Another factor is the population that will be using the facility. Most of the renovations Warner discussed involved case studies of continuing care retirement communities (CCRCs), where the rehab is offered as a benefit to the residents on different points of the care spectrum.

But Ozanam Hall, a skilled nursing facility in Queens, N.Y. with more than 400 beds, had approximately a 90% wheelchair-bound population. It’s now in the planning stages of upgrading the facility’s rehab gym, which currently is about 2,000 square feet. The expansion plan involves almost doubling this size.

“The radius need for that PT and OT community is more constrained than for any other user group,” Avila-Torio said.

At the moment, every area of the rehab gym has to do “triple the work” because there’s currently no single-purpose zones, she explained. So in addition to figuring out how to get residents in and out easily, THW is also looking into enhancing storage solutions for the space. The designers additionally took over an administrative suite that was no longer needed across the hall from the gym because the building envelope can’t be expanded; Ozanam was built in the 1970s, and as a result the arrangement is akin to a typical office building, Avila-Torrio said.

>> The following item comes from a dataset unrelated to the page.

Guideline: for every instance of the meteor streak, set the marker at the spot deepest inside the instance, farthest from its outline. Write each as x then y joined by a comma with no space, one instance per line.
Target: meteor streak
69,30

“I think this PT-OT area has been here ever since the building was constructed,” she observed. “As soon as you walk through the door, you’re greeted with what I’ll call a command center… when you go right in, it’s crowded.”

Navigating new incentives

Even before the new payment model, there were reasons to improve rehab in SNFs, David Dillard of D2 Architecture noted.

“The incentives seem to be in place to invest more in the rehab wings of existing communities because of the penalties hospitals are facing for readmissions,” he said.

One of the benefits of PDPM is that clinicians will be able to prescribe new combinations of therapy, according to Lou Ann Soika, senior vice president of customer relations and strategic development for Genesis Healthcare’s (NYSE: GEN) rehab arm, Genesis Rehab Services. That can include individual, group, and concurrent therapy.

D2 Architecture, in addition to seeing demand for bigger spaces, has also seen the need for smaller, one-on-one therapy spaces. As a result, the firm tries to make the gymnasiums it designs more flexible, using half-walls, dividers, or movable pieces to help with privacy, Warner said.

The costs of the improvements can be high. Though Avila-Torio could not give a specific figure for the renovations at Ozanam Hall’s rehab space, she said it is “a six-figure dollar investment.” Structural constraints are the biggest hurdle, especially if dealing with a single-story building where “almost everything is load-bearing,” Warner added. Regulations and zoning can be an issue as well, especially for older buildings.

But there are ways to update even old buildings, especially in terms of using phases of renovation, Warner stressed.

“We can’t build new [buildings] fast enough, and we can’t afford to build fast enough to meet demand,” he said. “We have to find clever ways to meet demand.”